AI business

DeepSeek, a Chinese startup behind a new artificial intelligence (AI) model capable of new levels of “reasoning”, is making waves of deep impact throughout Silicon Valley and beyond, raising questions about the U.S.’s dominance in AI.

The model, called R1, outperformed OpenAI’s o1 in a set of third-party benchmark tests released Monday. R1 is the latest creation from DeepSeek whose DeepSeek-V3 AI system can match or outperform chatbots from America’s best – despite being built at a fraction of the cost and with less-powerful chips.

“To see the DeepSeek new model, it’s super impressive in terms of both how they have really effectively done an open-source model that does this inference-time compute, and is super-compute efficient,” Microsoft Corp. CEO Satya Nadella said at the World Economic Forum in Davos, Switzerland, on Wednesday. “We should take the developments out of China very, very seriously.”

The startup’s research paper claims R1 replicates “performance comparable to OpenAI o1 across math, code, and reasoning tasks”, and more through “pure reinforcement learning” – a technique Jim Fan, a senior research manager at NVIDIA Corp., compared to the secret behind making Google DeepMind’s AlphaZero, a master at chess from scratch.

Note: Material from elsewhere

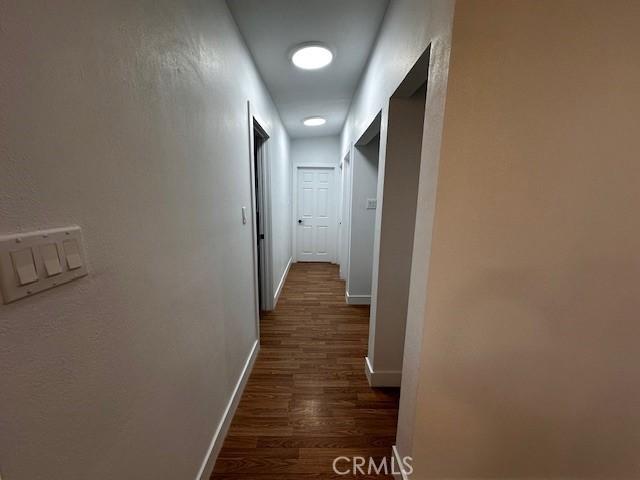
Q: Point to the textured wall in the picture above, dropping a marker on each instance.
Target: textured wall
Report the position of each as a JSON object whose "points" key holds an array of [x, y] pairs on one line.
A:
{"points": [[530, 356], [128, 118], [316, 150]]}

DeepSeek said that an earlier version of R1 called R1-Zero, struck an “aha moment” during which AI “learns to allocate more thinking time to a problem by reevaluating its initial approach.” Wharton professor Ethan Mollick said R1’s responses read “like a human thinking out loud.”

In another set of third-party benchmark tests, DeepSeek said its system outperformed Anthropic’s Claude Sonnet 3.5, OpenAI’s GPT-4o and Meta Platforms Inc.’s Llama 3.1 in accuracy ranging from complex problem-solving to math and coding.

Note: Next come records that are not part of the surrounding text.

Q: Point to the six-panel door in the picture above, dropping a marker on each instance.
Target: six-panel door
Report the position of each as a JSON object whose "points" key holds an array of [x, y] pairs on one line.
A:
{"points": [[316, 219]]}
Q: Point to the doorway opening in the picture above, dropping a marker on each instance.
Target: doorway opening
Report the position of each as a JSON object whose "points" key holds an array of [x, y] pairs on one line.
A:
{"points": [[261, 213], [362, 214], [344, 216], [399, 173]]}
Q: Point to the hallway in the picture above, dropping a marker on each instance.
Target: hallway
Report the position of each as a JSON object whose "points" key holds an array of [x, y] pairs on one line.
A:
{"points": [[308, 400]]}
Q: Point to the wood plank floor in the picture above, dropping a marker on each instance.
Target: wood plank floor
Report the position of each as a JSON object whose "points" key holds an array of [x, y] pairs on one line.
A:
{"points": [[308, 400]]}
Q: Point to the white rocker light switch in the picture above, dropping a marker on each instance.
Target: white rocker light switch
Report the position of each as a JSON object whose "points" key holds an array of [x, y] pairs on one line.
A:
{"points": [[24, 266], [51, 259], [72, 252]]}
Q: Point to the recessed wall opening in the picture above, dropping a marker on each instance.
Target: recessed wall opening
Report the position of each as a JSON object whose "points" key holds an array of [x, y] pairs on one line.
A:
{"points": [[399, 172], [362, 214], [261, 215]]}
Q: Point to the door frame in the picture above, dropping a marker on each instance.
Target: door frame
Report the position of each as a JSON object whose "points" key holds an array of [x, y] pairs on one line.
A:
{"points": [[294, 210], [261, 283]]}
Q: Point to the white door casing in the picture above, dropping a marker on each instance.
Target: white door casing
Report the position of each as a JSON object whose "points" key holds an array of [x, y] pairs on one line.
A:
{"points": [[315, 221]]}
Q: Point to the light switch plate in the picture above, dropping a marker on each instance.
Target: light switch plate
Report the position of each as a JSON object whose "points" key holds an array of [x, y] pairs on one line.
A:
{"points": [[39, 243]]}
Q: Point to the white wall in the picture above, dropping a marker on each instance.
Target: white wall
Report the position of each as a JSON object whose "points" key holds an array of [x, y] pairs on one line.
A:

But perhaps most chilling to American researchers is that DeepSeek said it built a free, open-source large-language model (LLM) in just two months and for less than $6 million. The company said it relied on reduced-capability chips from NVIDIA called H800s.

Conversely, Big Tech has been pouring billions of dollars into building AI models and data centers. Silicon Valley’s resource-rich AI labs – led by efforts at OpenAI, Google, and Anthropic – increasingly are focusing on “reasoning” as a trailblazing path that eclipses human intelligence. But the process is expensive and demands an inordinate amount of computing power. Meta is expected to spend $65 billion on AI this year, according to a New York Times report.

“Absolutely it [scares American companies] because [DeepSeek] democratizes the capabilities for solving complex math, and also more principled logic, which previously was only available generally by purchasing OpenAI and other licenses,” Chris Mattmann, chief data and AI officer at UCLA, who helped craft the executive order on AI safety recently revoked by President Donald Trump, said in an email.

“You could say DeepSeek got the valley’s attention, especially those spending big on AI,” James Winebrenner, CEO of Elisity, said in an interview.

Earlier this week, President Trump announced Stargate, a $500 billion private sector AI infrastructure project to build data centers in the U.S., though reports are already disputing the ability of the project to raise a fraction of that amount.

Still, AI players in the U.S. expect a hands-off regulatory policy from the new administration, and projects like Stargate to accelerate efforts in reasoning and other AI innovation.

Nonetheless, the emergence of DeepSeek and the Chinese AI ecosystem has tech leaders concerned as they pursue a multi-trillion-dollar market in which the two countries lead the rest of the world.

Founded in 2023 by Liang WenFeng, DeepSeek originated from Chinese hedge fund High-Flyer Quant, which manages about $8 billion in assets, according to the Financial Times. It is one of several Chinese companies making noise in AI. Startup 01.ai was trained with just $3 million, and TikTok parent, ByteDance this week released an update to its model that claims to outperform OpenAI’s o1 in a key benchmark test.